Alexandr Stoianoglo telah membantah menjadi kandidat pro-Kremlin. Pria yang menantang pemimpin pro-UE Moldova, Maia Sandu, untuk jabatan presiden telah memimpin dengan sempit, menurut hasil sementara, dalam putaran kedua pemilihan presiden yang dianggap sebagai pilihan antara Eropa dan Rusia.
Alexandr Stoianoglo, yang didukung oleh Partai Sosialis pro-Rusia, telah menjanjikan hubungan yang lebih erat dengan Moskow, setelah Sandu memimpin Moldova ke dalam pembicaraan tentang keanggotaan UE.
Komisi Pemilihan Pusat mengatakan dengan lebih dari 89% suara yang dihitung, Stoianoglo berada di posisi 50,97% suara dan Sandu 49,03%.
Selama pemungutan suara, penasihat keamanan nasional presiden mengatakan bahwa telah terjadi “gangguan massif” dari Rusia dalam proses pemilihan Moldova yang memiliki “potensi tinggi untuk mengubah hasil”.

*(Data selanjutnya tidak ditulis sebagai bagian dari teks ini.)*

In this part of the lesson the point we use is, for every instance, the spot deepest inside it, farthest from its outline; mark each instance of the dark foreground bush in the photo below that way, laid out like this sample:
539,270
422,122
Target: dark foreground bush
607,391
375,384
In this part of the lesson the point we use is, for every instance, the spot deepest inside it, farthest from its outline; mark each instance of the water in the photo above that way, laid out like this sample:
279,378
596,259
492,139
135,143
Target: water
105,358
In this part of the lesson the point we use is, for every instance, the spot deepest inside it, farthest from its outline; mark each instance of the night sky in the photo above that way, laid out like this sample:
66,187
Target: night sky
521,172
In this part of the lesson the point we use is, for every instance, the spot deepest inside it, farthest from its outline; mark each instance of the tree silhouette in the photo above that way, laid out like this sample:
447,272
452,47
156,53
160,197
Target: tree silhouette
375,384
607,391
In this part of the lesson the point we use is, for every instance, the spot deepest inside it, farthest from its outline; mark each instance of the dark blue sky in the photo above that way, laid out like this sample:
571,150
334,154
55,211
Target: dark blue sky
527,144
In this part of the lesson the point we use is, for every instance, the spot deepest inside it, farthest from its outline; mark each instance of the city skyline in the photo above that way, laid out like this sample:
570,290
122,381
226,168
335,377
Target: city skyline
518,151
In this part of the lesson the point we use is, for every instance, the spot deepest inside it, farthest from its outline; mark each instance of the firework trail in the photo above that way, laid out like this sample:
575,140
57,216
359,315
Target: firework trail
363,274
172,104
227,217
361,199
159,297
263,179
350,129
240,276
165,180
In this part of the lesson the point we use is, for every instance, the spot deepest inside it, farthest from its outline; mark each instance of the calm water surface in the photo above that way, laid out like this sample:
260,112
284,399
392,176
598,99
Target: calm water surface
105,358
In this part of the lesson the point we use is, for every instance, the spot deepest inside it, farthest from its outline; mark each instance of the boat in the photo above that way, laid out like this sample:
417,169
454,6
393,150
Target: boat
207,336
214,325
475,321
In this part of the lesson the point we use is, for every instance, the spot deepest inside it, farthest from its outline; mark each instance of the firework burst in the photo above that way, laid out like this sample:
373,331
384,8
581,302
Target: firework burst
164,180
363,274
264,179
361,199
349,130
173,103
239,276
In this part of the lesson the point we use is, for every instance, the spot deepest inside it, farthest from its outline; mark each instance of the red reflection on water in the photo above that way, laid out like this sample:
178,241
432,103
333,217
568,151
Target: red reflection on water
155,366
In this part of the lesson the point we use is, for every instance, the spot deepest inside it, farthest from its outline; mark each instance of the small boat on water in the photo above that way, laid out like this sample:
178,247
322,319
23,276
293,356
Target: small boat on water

Rusia telah membantah campur tangan dalam pemilihan tersebut, yang berlangsung seminggu setelah pemilihan kunci lain di Eropa Timur di Georgia, di mana presiden mengatakan itu merupakan “operasi khusus Rusia”.
Alexandr Stoianoglo, yang dipecat sebagai jaksa agung oleh Sandu, telah membantah menjadi pro-Kremlin.
Pemungutan suara di Moldova berakhir pada pukul 21:00 (19:00 GMT), dengan tingkat partisipasi 54% lebih tinggi dari empat tahun yang lalu, dan terutama tinggi di antara pemilih di luar negeri di tempat pemungutan suara di luar negeri. Hasil pemilihan kemungkinan akan menjadi lebih ketat seiring dengan hasil dari tempat pemungutan suara di UE dan AS menjadi jelas.
Saat pemungutan suara ditutup, baik Maia Sandu maupun saingannya berterima kasih kepada para pemilih, dengan Stoianoglu berbicara dalam bahasa Rusia serta Rumania. Meskipun bahasa Rumania adalah bahasa utama Moldova, bahasa Rusia banyak digunakan karena masa lalu Sovietnya.
Ketika memberikan suara, ia berjanji untuk menjadi seorang “presiden apolitis” untuk semua orang, memberi tahu wartawan bahwa ia telah memberikan suara untuk “Moldova yang harus berkembang dengan harmoni baik dengan Barat maupun Timur”.